Read Shadowmarch Page 10


  “Then we’re going past . . . past . . .” The boy thought for a moment. “Past the bottom of the tower with the golden feather on top of it.”

  Chert stopped, surprised. The boy had not only remembered a small detail on the tower’s roof from the previous afternoon’s walk, but had calculated the distances and directions, too. “How can you know that?”

  Little Flint shrugged, the keen intelligence suddenly hidden behind the gray eyes again like a deer moving from a patch of sunlight into shadow.

  Chert shook his head. “You’re right, though, we’re passing underneath the Tower of Spring—although not right under it. Once we come up out of the deepest parts of Funderling Town, we don’t go directly under the inner keep. None of the high Funderling roads do. It’s . . . forbidden.”

  The boy sucked on his lip, thinking again. “By the king?”

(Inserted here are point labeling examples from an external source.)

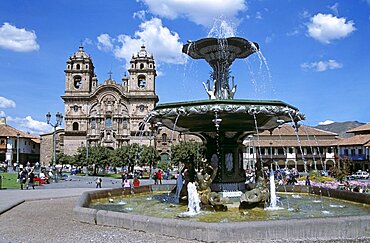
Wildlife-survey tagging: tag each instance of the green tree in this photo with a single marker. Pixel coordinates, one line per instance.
(187, 152)
(148, 156)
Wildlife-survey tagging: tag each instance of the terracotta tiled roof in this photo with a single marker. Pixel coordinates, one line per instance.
(362, 128)
(8, 131)
(288, 130)
(355, 140)
(294, 143)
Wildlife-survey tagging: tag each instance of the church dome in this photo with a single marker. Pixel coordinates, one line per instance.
(80, 54)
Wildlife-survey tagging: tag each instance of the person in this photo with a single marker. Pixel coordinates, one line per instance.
(31, 182)
(98, 182)
(136, 182)
(159, 176)
(22, 176)
(127, 186)
(179, 185)
(308, 182)
(155, 178)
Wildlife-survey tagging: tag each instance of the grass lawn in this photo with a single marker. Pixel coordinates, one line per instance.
(9, 180)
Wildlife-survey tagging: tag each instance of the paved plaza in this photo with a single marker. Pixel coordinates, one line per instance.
(46, 215)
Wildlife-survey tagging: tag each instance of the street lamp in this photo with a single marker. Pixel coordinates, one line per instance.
(18, 149)
(58, 122)
(155, 129)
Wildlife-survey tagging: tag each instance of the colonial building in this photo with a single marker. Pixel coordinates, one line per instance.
(17, 146)
(356, 149)
(307, 149)
(109, 114)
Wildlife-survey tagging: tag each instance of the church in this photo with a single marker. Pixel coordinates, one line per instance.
(109, 114)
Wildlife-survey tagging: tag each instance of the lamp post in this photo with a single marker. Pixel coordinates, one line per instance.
(18, 150)
(155, 129)
(58, 122)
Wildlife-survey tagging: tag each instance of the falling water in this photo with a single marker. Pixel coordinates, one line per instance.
(193, 201)
(258, 139)
(299, 142)
(273, 200)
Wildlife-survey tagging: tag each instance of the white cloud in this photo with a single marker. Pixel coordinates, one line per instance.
(157, 39)
(334, 8)
(87, 41)
(202, 12)
(327, 122)
(28, 124)
(6, 103)
(140, 15)
(19, 40)
(326, 27)
(322, 66)
(105, 42)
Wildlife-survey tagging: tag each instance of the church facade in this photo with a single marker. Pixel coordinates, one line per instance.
(109, 114)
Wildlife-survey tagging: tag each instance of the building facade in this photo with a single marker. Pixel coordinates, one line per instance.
(109, 114)
(356, 149)
(17, 147)
(304, 149)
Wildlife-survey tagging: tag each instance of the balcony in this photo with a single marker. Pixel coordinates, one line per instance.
(358, 157)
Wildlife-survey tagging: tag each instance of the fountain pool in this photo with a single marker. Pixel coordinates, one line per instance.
(301, 206)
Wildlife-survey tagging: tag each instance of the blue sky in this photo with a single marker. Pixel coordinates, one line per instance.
(315, 54)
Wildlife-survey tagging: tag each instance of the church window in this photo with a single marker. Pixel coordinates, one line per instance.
(141, 83)
(141, 108)
(93, 123)
(164, 138)
(75, 126)
(141, 126)
(77, 81)
(108, 122)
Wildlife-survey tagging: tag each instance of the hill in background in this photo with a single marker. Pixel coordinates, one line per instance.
(340, 127)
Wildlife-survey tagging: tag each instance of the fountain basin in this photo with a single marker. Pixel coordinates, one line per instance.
(330, 228)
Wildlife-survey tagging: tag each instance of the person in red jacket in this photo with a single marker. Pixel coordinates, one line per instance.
(159, 176)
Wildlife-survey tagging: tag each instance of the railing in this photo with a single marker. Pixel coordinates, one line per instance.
(360, 157)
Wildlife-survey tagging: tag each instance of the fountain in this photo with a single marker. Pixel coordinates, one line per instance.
(223, 123)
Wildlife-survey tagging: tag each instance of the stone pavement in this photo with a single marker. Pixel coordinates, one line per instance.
(73, 186)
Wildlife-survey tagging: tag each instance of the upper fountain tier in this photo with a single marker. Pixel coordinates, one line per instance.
(220, 54)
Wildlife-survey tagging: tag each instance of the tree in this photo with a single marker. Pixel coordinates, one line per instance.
(148, 156)
(187, 152)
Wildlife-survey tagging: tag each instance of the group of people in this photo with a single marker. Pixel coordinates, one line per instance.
(26, 177)
(157, 177)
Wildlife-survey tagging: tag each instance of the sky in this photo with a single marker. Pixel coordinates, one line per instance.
(314, 54)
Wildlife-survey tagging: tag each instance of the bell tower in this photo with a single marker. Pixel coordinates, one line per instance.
(142, 74)
(80, 76)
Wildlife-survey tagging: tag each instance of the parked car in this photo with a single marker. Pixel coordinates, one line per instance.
(360, 175)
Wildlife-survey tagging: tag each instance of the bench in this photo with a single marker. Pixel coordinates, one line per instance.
(39, 180)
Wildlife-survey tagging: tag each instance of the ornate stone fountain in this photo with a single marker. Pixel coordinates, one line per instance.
(222, 121)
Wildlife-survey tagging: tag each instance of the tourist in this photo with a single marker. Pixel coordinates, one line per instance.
(155, 178)
(127, 186)
(159, 176)
(22, 177)
(31, 182)
(98, 182)
(179, 184)
(136, 182)
(308, 182)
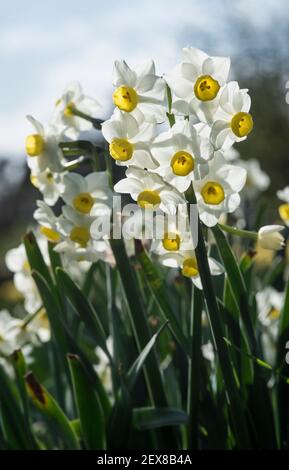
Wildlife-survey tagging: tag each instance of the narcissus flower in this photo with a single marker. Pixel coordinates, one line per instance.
(149, 190)
(48, 222)
(180, 152)
(232, 121)
(284, 208)
(17, 262)
(197, 80)
(140, 91)
(76, 241)
(186, 260)
(128, 140)
(257, 180)
(217, 193)
(73, 97)
(50, 184)
(270, 238)
(9, 328)
(269, 303)
(42, 147)
(82, 193)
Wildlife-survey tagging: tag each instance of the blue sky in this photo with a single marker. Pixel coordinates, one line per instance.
(44, 45)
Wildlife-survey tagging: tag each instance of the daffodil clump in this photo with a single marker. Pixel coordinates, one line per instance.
(99, 297)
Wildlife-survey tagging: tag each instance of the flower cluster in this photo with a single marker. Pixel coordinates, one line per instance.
(174, 135)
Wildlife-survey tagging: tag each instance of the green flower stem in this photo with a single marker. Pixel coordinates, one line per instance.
(194, 372)
(170, 115)
(238, 232)
(94, 121)
(235, 404)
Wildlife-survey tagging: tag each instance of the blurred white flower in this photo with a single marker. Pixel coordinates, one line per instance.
(129, 140)
(140, 91)
(284, 208)
(48, 183)
(9, 329)
(73, 97)
(217, 193)
(257, 180)
(270, 238)
(180, 152)
(186, 260)
(269, 304)
(42, 148)
(149, 190)
(17, 262)
(84, 193)
(232, 120)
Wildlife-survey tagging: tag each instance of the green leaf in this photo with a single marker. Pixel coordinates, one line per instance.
(237, 284)
(152, 418)
(195, 368)
(20, 369)
(83, 308)
(35, 257)
(16, 431)
(88, 405)
(48, 406)
(135, 369)
(53, 311)
(158, 291)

  Chert was certainly not going to delve straight into the deep end of the Mysteries, but something in him did not want to lie to the child. “Yes, certainly, the king is part of it. They do not want us to tunnel under the heart of the castle in case the outer keep, and Funderling Town, should be overrun in a siege.”

  “But there’s another reason “ It was not a question but a disconcertingly calm assertion.

  Chert could only shrug. “There is seldom only one reason for anything in this world.”

  He led the boy upward through a series of increasingly haphazard diggings Their ultimate destination was inside the inner keep, and the fact that they could actually reach it from the tunnels of Funderling Town was a secret that only Chert of all his people knew—or at least he believed that was the case. His own knowledge was the result of a favor done long ago, and although it was conceivable someone could use this route as a way of going under the wall of the inner keep and attacking the castle itself, he couldn’t imagine anyone not of Funderling blood and upbringing finding their way through the maze of half-finished tunnels and raw scrapes.

  But what about the boy? he thought suddenly. He’s already shown he has a fine memory. But surely even those clever, hooded eyes could not remember every twist and turn, the dozens of switchbacks, the crossings honeycombed with dozens of false trails that would lead anyone but Chert down endless empty passages and, if they were lucky enough not to be lost in the maze forever, eventually funnel them back into the main roads of Funderling Town.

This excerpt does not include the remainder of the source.